The rest of the night was less dramatic - a few freshwater prawns (called "yabbies" or something), a few wombats on the prowl and a fair bit more rain. We got to bed around 2am and woke at 6:30 to start checking the nets again. The morning brought another platypus and a few holes in the nets: these are caused by water-rats (also known as rakali), which get caught in the net and gnaw their way out, causing substantial damage. They grow up to 35-40cm body length, so they make pretty big holes on their way out. The day was spent resting at the inn with another check in the mid-afternoon and a splendid pub dinner. The pub turned out to be a popular watering-hole, perhaps simply by virtue of being the only place with booze for about 30km in any direction, but I must say that the staff were lovely and the atmosphere very congenial. There was a christening party the first night we were there (and when we left in the morning to check the nets there were a few people passed out in the backs of trucks), and there appeared to be a consistent business from groups of bikers looking for a place to stay overnight.

The following night we got 3 more platys! And another on Sunday morning! Brilliant. (Also: ducks, several trout, loads more yabbies, a spiny crayfish and a few turtles. We found one water-rat in a net, plus a generous helping of holes in various others. We cleaned the trout and left them at the inn - they may have appeared on Sunday's lunch menu). Drove back to Melbourne in great spirits.

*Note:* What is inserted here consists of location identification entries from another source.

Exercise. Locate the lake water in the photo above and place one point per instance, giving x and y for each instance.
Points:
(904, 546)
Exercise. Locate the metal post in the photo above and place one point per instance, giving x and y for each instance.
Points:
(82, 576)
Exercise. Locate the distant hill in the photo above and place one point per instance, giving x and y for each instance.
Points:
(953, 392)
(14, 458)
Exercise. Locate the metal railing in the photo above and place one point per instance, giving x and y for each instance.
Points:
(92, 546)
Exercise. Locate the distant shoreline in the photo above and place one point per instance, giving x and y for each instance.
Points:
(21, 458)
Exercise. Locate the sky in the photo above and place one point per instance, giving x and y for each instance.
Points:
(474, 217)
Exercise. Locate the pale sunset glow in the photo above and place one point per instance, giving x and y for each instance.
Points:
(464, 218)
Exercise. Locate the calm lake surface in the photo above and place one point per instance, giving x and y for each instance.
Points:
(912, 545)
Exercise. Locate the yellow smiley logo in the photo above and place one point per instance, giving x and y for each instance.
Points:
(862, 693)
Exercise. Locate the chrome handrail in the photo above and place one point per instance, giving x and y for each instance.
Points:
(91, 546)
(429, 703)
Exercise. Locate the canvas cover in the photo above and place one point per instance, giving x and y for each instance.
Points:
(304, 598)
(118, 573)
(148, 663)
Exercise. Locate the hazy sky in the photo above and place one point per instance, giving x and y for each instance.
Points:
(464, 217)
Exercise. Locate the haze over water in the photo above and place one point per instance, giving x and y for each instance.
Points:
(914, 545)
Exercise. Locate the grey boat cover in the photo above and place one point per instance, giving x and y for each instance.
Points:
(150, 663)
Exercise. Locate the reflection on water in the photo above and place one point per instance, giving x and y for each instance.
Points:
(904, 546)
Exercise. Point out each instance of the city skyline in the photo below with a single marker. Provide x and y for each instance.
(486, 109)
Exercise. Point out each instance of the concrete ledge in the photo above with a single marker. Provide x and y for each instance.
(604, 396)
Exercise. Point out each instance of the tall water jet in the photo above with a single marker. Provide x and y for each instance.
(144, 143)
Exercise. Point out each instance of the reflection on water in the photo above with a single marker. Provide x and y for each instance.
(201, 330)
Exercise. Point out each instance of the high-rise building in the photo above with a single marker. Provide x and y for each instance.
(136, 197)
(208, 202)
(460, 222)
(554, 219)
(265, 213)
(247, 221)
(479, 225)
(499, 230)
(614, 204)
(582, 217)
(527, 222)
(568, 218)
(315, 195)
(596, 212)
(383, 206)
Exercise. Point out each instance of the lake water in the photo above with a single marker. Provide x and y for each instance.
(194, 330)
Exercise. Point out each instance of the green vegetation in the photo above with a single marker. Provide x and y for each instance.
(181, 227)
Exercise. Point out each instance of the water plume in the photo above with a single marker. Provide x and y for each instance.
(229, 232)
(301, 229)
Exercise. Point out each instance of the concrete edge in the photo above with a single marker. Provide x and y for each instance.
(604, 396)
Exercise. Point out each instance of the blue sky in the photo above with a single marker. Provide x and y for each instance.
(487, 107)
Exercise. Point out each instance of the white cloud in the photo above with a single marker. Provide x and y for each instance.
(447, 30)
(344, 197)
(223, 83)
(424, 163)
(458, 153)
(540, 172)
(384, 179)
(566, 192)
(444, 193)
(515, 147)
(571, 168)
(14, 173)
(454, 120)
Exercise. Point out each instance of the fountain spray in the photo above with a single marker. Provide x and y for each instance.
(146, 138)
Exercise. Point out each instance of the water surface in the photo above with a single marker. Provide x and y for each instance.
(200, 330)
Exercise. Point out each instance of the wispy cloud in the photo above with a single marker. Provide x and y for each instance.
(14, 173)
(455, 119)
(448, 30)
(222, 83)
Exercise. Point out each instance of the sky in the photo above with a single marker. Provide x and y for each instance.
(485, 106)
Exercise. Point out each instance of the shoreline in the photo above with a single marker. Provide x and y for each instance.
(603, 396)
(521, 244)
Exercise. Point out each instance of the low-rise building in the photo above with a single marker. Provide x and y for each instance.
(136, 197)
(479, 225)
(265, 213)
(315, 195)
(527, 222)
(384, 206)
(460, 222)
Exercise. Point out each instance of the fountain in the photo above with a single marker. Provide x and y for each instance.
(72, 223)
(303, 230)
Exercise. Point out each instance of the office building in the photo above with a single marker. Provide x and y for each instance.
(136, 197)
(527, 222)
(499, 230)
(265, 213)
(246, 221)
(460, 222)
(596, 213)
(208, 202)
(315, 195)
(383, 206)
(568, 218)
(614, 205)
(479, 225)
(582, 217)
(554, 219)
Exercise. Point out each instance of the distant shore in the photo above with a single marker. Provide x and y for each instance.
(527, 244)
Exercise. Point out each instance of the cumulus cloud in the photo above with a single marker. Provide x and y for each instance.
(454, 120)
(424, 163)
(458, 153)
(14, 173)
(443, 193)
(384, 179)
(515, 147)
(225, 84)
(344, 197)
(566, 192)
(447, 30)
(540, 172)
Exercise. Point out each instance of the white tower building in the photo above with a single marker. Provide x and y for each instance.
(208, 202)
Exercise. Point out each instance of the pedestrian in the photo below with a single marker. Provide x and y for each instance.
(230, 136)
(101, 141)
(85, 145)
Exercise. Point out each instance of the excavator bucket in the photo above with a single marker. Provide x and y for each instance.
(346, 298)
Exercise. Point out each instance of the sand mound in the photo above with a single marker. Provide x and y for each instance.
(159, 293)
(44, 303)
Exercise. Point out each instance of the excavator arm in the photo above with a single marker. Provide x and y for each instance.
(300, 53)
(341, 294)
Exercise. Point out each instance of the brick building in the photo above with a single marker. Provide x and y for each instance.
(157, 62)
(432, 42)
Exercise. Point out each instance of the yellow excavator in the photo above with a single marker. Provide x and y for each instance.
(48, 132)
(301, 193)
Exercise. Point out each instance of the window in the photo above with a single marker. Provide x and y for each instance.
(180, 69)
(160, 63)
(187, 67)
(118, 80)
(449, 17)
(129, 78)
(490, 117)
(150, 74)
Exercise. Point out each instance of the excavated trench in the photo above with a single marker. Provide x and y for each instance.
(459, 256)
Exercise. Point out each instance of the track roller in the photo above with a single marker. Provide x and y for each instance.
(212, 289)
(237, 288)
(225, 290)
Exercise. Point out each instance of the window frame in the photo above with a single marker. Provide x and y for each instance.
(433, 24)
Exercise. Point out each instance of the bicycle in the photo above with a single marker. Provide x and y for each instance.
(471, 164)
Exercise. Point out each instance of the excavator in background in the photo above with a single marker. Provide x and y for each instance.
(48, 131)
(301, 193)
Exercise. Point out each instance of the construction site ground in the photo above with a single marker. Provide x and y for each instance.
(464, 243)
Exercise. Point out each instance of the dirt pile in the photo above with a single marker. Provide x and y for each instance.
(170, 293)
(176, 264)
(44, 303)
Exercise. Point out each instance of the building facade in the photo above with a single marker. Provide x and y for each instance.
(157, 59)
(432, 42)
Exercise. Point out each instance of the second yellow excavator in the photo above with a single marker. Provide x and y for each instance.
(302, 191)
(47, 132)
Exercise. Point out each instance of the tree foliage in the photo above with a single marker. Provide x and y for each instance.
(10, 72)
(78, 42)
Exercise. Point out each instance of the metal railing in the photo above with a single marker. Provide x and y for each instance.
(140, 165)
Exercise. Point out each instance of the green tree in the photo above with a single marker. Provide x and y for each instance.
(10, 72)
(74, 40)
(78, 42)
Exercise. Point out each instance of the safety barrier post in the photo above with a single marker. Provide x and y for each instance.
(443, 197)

That evening we went to a Thanksgiving dinner with Christina's astro group, and then slept deeply and well... until 4:00am, when I had to get up to go to the airport. After battling late trains and shuttle buses, I got to the airport and checked in, at which point I discovered that the online travel agent had messed up and given my a hand-luggage only ticket. Never mind, my bag was small enough for hand-luggage, if a bit awkward, so I ditched a few sharp articles and made my way to the gate as the passengers were starting to board my 7am flight. It was at this point that I realised I no longer had my laptop with me, having left it at security. And, of course, you can't leave your bags at the gate while you run back... Anyway, it all worked out fine, and in the end the flight was delayed by a Korean family trying to pull a baggage scam by checking in bags under someone who wasn't actually flying. I passed out shortly after take-off and woke up just as we were descending towards Hobart.

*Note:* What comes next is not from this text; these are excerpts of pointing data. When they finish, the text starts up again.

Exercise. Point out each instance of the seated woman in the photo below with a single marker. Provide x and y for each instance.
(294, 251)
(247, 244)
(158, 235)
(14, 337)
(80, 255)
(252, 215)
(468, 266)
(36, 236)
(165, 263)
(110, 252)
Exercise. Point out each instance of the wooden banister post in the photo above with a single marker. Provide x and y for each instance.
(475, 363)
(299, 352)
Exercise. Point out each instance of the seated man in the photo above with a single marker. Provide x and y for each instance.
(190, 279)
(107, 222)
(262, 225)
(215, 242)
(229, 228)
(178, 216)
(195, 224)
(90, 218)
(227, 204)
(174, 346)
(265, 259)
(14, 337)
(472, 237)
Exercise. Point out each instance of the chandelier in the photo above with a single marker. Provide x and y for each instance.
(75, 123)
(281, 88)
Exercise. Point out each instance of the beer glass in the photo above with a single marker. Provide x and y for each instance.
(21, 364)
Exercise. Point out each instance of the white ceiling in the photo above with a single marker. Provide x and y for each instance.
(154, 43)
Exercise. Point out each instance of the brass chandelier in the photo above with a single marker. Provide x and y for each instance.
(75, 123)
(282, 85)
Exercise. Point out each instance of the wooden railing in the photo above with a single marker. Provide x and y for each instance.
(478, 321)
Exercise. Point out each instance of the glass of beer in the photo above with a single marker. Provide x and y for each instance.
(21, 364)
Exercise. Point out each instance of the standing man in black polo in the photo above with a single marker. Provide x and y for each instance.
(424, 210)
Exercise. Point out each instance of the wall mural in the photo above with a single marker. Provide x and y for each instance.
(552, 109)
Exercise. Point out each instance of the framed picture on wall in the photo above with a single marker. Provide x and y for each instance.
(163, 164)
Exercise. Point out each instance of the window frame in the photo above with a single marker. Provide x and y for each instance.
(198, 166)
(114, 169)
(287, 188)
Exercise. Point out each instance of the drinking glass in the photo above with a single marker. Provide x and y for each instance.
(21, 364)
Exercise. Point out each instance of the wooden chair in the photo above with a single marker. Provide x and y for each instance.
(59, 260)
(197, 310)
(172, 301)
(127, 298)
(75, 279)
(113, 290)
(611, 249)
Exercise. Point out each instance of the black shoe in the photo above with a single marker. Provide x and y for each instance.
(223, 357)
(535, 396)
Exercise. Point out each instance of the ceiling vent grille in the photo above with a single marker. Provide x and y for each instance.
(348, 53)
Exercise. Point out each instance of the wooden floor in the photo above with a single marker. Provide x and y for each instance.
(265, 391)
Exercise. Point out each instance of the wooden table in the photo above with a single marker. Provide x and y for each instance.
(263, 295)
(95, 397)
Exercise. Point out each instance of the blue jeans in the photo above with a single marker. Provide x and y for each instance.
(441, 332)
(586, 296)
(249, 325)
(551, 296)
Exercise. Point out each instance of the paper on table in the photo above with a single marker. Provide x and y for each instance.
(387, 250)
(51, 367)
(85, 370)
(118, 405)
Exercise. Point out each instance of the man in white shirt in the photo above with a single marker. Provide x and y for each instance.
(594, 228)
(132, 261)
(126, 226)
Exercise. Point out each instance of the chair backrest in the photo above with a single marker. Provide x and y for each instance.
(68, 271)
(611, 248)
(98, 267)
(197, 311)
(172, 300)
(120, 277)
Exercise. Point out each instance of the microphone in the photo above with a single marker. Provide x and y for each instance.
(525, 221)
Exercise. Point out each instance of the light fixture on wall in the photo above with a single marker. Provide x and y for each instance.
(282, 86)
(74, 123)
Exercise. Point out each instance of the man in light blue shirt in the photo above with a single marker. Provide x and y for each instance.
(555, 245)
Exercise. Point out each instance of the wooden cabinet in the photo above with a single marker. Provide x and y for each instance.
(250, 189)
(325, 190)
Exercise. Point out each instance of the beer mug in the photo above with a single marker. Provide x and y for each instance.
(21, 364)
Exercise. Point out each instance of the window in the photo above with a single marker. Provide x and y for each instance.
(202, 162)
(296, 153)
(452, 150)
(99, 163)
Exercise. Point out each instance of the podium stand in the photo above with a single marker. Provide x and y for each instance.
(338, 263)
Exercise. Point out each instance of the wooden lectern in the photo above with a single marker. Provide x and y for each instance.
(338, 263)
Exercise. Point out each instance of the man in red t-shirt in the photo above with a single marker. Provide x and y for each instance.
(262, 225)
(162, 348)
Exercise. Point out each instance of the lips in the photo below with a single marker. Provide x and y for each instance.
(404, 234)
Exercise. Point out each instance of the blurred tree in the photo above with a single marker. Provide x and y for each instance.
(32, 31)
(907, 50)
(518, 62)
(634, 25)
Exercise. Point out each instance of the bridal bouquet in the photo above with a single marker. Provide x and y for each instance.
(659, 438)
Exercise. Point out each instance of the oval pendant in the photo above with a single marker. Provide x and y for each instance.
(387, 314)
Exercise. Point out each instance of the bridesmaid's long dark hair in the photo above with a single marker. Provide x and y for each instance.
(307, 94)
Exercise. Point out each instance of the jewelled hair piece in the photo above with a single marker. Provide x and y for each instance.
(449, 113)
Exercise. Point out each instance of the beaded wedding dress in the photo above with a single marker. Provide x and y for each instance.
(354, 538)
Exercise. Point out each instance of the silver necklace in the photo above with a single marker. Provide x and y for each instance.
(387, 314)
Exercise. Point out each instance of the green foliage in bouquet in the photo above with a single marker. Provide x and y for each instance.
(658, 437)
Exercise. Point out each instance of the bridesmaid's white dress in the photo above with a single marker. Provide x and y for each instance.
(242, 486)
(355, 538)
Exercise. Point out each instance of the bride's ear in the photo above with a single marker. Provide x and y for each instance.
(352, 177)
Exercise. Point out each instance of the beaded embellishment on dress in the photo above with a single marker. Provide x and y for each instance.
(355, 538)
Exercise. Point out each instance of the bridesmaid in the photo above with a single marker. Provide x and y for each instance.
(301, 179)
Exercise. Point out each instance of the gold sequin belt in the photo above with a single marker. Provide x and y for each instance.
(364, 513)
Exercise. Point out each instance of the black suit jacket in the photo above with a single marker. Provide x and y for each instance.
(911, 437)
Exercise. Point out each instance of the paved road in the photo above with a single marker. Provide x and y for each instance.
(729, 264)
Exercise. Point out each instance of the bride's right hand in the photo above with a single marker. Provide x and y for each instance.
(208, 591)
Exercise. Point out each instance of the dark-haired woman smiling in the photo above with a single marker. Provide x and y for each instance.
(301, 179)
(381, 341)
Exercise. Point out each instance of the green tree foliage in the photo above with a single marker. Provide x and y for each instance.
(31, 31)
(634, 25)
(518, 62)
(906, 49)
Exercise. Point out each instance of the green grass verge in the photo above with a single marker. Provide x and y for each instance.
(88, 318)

And what a lovely city Hobart is. There were grey clouds in the sky, but the sun was shining brightly on the harbour, and as we drove over the "diplodocus" bridge the sun was directly behind us, and ahead was a perfectly clear and brilliantly colourful rainbow, magnificently arching over the bridge and disapperaing into the water on either side. Best welcome arch ever. And I was thinking, "Gee, Hobart, I already liked you, you didn't have to go to all this effort to make a good impression!"

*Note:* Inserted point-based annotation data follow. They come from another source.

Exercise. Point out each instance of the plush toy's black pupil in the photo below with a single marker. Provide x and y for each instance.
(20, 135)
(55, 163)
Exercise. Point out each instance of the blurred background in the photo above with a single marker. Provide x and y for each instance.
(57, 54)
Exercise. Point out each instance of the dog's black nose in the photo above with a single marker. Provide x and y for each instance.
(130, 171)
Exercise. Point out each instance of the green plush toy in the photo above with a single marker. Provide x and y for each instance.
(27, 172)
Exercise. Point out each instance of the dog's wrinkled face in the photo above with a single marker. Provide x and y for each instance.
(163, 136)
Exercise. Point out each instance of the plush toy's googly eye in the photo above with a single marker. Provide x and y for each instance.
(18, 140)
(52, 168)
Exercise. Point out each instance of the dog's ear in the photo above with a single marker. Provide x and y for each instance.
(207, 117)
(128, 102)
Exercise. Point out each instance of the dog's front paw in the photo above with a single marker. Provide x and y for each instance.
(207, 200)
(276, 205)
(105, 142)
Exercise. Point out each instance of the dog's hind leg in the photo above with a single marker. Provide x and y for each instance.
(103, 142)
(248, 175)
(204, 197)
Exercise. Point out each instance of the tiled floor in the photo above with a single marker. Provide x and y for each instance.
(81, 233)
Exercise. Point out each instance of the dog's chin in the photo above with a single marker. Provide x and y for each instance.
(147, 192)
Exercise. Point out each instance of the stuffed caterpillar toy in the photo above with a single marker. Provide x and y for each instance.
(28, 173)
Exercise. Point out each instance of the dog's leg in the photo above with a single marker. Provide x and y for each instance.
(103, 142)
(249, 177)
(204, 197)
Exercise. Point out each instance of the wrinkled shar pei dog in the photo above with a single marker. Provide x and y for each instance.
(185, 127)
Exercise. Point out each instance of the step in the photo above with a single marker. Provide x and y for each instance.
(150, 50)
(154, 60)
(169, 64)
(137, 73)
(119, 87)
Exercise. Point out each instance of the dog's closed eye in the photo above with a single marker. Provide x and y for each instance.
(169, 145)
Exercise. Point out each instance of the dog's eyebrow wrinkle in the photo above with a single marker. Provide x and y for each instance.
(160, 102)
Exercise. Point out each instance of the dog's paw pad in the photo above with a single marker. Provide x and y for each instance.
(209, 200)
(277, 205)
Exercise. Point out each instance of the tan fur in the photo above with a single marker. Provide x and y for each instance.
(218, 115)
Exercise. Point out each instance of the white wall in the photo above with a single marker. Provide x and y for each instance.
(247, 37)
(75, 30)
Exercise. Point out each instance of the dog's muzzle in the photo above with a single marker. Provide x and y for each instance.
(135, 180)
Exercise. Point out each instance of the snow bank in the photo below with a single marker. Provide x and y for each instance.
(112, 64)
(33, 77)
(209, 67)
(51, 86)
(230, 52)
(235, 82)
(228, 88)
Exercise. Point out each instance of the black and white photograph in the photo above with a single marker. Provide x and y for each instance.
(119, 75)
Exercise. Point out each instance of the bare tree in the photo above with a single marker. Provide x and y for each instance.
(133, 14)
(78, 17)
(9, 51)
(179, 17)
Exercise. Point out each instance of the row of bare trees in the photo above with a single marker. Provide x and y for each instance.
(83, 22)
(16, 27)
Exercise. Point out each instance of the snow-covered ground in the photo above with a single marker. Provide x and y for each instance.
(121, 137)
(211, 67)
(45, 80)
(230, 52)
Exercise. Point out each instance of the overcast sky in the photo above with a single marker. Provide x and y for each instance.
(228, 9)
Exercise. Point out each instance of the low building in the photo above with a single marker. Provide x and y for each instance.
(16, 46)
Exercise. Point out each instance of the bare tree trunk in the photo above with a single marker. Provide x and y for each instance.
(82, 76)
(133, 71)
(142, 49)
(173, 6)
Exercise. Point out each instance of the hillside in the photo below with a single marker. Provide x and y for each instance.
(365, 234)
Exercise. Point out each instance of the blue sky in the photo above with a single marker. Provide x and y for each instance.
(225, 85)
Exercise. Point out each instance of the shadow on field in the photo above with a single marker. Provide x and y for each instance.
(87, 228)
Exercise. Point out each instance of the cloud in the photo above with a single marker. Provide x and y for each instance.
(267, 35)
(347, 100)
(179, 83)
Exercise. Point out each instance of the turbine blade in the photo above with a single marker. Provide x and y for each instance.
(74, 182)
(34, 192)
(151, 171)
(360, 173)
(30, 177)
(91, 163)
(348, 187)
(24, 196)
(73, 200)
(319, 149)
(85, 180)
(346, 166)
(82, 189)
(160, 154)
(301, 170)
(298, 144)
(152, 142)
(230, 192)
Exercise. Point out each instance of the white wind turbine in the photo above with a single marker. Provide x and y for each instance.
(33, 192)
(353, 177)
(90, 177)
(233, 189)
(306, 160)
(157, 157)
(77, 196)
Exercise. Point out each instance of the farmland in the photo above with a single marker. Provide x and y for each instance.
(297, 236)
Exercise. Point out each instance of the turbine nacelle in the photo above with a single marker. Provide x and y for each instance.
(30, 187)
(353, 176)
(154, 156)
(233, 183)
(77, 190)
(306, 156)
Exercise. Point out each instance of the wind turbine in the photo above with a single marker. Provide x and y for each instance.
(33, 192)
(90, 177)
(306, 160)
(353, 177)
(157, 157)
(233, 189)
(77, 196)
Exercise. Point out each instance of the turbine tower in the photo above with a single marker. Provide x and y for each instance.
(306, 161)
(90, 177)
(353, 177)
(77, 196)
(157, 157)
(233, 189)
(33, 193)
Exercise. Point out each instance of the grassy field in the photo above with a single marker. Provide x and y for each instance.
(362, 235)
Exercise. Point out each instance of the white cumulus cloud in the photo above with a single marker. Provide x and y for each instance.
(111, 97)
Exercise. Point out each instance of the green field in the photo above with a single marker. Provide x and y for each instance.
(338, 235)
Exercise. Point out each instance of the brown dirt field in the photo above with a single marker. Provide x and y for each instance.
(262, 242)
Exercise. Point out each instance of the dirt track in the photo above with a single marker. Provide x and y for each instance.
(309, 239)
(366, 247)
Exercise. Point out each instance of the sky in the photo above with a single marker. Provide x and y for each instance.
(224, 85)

I'm looking out of Andrew and Verena's window at a very grey and damp scene as I type this, with about an hour before I head off to the airport and fly back to Melbourne. It's been had an excellent week here, working at CSIRO with Beth, and lovely to spend some time with the Oliviers again. Despite todays rain it's been good weather the rest of the week and I've enjoyed walking to CSIRO and back each day. It's a lovely stroll, a little over 4kms, and passes the river front and the sailing club, as well as several lovely parks. On Wednesday evening the weather was so grand that I decided to walk by an even more picturesque route, and ended up taking 3 hours to get home, hiking more than 10km over the top of Mt. Nelson on the way. So it's been a pretty good week.

Christina's spent the last few days in Canberra, so I'm looking forward to hearing all about her adventures when we both return this evening. And then it's less than 3 weeks til we leave for our great holiday!